QUALIFICATIONS: Must have at least three (3) years hospital inpatient experience coding within the

last five years. Demonstrated ability to understand the clinical content of a health record,

including the most complicated records. Must also be able to communicate with physicians in order to

clarify diagnoses/procedures and sequencing of diagnoses. Ability to demonstrate knowledge of and

utilize auditing skills related to coding quality and compliance. Must be able to meet quantity and

quality standards established for Coder II. Must maintain a minimum of ten (10) CE units annually.

Must maintain current coding credential. Will abide by the American Health Information Management

Association coding code of ethics.

 

Must be able to work in a Labor/Management Partnership.

 

PREFERRED QUALIFICATIONS: Background knowledge analysis, assembly, terminal digit filing, and

physician's incomplete processing experience preferred.

 

SKILLS TESTING: Basic PC skills.
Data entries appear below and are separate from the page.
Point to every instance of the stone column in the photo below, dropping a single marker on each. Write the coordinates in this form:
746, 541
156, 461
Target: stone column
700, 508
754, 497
Minimum of 35 words per minute. Must be able to pass Kaiser coding

test at 75 %.

 

DUTIES:

 

Review medical records to identify diagnoses/procedures. Independently organizes and prioritizes all

work to ensure that records are coded in timeframes that will assure compliance with regulatory

requirements. Demonstrates a comprehensive, expert-level of knowledge of all procedures concerning

the sequencing of diagnoses, procedures such as but not limited to those outlined in ICD-9-CM, CPT,

Uniform Hospital Discharge Data Set, Medicare guidelines and other appropriate classification

systems. Demonstrates knowledge of anatomy and physiology to interpret general medical

classifications for coding discharge data including the most complicated encounters/cases.

 

Assigns Codes. Codes all diagnostic and operative information from the medical record using

ICD-9-CM, CPT and HCPCS coding classification systems and independently quality checks own work.

Selects the Diagnosis Related Group (DRG) for each inpatient case. Optimizes hospital payment

legitimately and ethically by utilizing approved coding guidelines and conventions. Reviews DRG

discrepancies from the fiscal intermediary to ensure the appropriate per case DRG assignment.
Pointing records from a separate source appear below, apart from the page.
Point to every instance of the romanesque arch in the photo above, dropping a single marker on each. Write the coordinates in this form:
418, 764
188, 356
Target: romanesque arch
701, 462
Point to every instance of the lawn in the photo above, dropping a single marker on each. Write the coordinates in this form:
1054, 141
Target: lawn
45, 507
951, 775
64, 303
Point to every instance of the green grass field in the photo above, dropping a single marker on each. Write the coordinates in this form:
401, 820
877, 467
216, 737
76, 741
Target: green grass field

Verifies and abstracts, all medical data from the record to complete a data abstract on each

hospital encounter. Corrects data as appropriate.

 

Ensures that all data abstracted is consistent with guidelines outlined by JCAHO, OSHPD and CMS,

regional and local policy.

 

Other Duties:

 

Answers the telephone promptly and identifies themselves and the department.

 

Acts as an expert resource person to other coders and personnel in other hospital departments

regarding coding questions and issues.

 

Other duties as assigned by supervisors.

 

Supervisory Responsibilities

 

This job has no supervisory responsibilities.

 

Compliance Accountability

 

Consistently supports compliance and the Principles of Responsibility (KP's code of conduct) by

maintaining confidentiality, protecting the assets of the organization, acting with ethics and

integrity, reporting non-compliance, and adhering to applicable Federal and State laws and

regulations, accreditation and licensure requirements, and KP policies and procedures.